Ultra Physical Contact-UPC—In fiber optics, a specific endface polish for a connector to achieve typically a -60 dB return loss in singlemode applications. UPC has become the most common polish for fiber optic connectors in digital applications. UPC polished connectors can be used with PC or SPC polished connectors but are not compatible with APC polished connectors. Intermixing APC polished connectors with UPC/SPC/PC polished connectors can damage the fiber optic cable or equipment. Multimode applications always use PC, SPC, or UPC polished connectors.

Ultraviolet (IR)—Having a wavelength shorter than that of the violet end of the visible spectrum but longer than that of X-rays.

Unbalanced Audio—An audio output where one of the two output terminals is at ground potential.

Unbalanced Circuit—Transmits the audio signal on a single conductor that is referenced to ground.

Unbalanced Connection—Connection method in which the audio signal is carried on two conductors, called signal and ground. Contrast with balanced connection, in which the audio signal is carried on three conductors.

Underfilled Launch Condition-ULC—In fiber optics, a condition where the incoming light only fills a small percentage of the fiber core.

Underscan—A decreasing of the raster size (H and V) so that all four edges of the picture are visible on the screen. Underscanning allows viewing of skew and tracking that would not be visible in normal (overscanned) mode. It is also helpful when aligning test charts to be certain they touch all four corners of the raster. Likewise, when checking the alignment of multiplexer images from a film chain, underscan allows proper framing of the projected image going into the video camera.

Unicast—The sending of messages to a single network destination host on a packet switching network. Sending a separate copy of the media stream from the server to each recipient.

Unity Gain—Derived from the number 1, unity gain refers to no change in gain.

Upconvert—Changing a video signal from one scanning rate to a signal with a higher scanning rate. HD-ready televisions upconvert 480i signals to a higher scanning rate for display.

Up Link—The transmission of a signal to a satellite, or the primary link in a microwave system.

UPS-Uninterruptible Power Supply—A power supply that continues to provide voltage for a limited time after the main power is off (fails).
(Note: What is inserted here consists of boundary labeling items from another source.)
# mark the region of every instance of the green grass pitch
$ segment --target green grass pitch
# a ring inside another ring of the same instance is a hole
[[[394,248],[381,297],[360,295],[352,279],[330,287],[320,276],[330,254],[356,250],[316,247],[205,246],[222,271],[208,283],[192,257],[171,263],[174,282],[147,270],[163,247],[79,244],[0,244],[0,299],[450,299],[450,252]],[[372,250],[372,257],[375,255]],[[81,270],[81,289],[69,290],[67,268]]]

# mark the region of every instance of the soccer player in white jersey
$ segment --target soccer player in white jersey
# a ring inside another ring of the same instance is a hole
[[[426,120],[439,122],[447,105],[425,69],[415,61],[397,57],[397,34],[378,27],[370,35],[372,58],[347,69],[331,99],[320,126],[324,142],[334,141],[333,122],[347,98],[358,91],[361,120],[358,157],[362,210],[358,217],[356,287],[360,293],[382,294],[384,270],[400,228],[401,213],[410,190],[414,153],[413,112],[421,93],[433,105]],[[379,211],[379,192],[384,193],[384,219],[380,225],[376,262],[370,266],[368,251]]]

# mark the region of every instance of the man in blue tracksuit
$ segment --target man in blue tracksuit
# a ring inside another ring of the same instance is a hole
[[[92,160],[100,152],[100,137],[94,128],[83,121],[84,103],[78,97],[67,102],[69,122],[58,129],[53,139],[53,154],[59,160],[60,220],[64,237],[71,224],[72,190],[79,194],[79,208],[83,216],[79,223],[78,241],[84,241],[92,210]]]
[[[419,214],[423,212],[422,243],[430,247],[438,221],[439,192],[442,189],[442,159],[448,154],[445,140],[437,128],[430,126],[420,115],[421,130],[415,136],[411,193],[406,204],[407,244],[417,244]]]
Uptime—Uptime is a computer industry term for the time during which a computer is operational. Downtime is the time when it isn't operational. Uptime is sometimes measured in terms of a percentile. For example, one standard for uptime that is sometimes discussed is a goal calledfive 9s - that is, a computer that is operational 99.999 percent of the time.
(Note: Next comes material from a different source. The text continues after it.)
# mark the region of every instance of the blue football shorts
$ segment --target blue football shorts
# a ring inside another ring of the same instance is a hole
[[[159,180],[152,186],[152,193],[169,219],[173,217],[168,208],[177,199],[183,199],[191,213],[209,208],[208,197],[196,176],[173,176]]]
URL-Uniform Resource Locator—This is the address that lets a resource on the internet be identified, located, and accessed

USB—A Universal Serial Bus (USB) is a common interface that enables communication between devices and a host controller such as a personal computer (PC). It connects peripheral devices such as digital cameras, mice, keyboards, printers, scanners, media devices, external hard drives and flash drives.
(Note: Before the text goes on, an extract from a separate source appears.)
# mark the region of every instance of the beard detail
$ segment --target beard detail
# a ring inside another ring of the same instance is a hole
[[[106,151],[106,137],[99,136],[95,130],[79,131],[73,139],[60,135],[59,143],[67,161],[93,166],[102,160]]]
USB 1.1-Universal Serial Bus 1.1.—An external bus standard that supports data transfer rates of 12Mbps and 1.5Mpbs. A single USB port can connect up to 127 peripheral devices.

USB 2.0-Universal Serial Bus 2.0—An external bus standard that supports data transfer rates up to 480Mbps, 12Mpbs, and 1.5Mpbs. USB 2.0 is an extension of USB 1.1 and is backward compatible with USB 1.1, using the same cables and connectors.

User Interface—The “look” and “feel” of the controls and displays on a home-theater product.

UTP—Unshielded twisted pair cable typically used for data transfer, contains multiple 2-conductor pairs twisted at regular intervals, employing no external shielding.

UV-Ultraviolet—Light/heat rays that have a shorter wavelength (and higher frequency) than those in the visible spectrum. UV rays are ordinarily filtered or blocked to prevent eye damage and dye fading.

UXGA-Ultra Extended Graphic Array—1600 x 1200. A UXGA display has 1600 horizontal pixels and 1200 vertical pixels giving a total display resolution of 1,920,000 individual pixels that are used to compose the image delivered by a projector.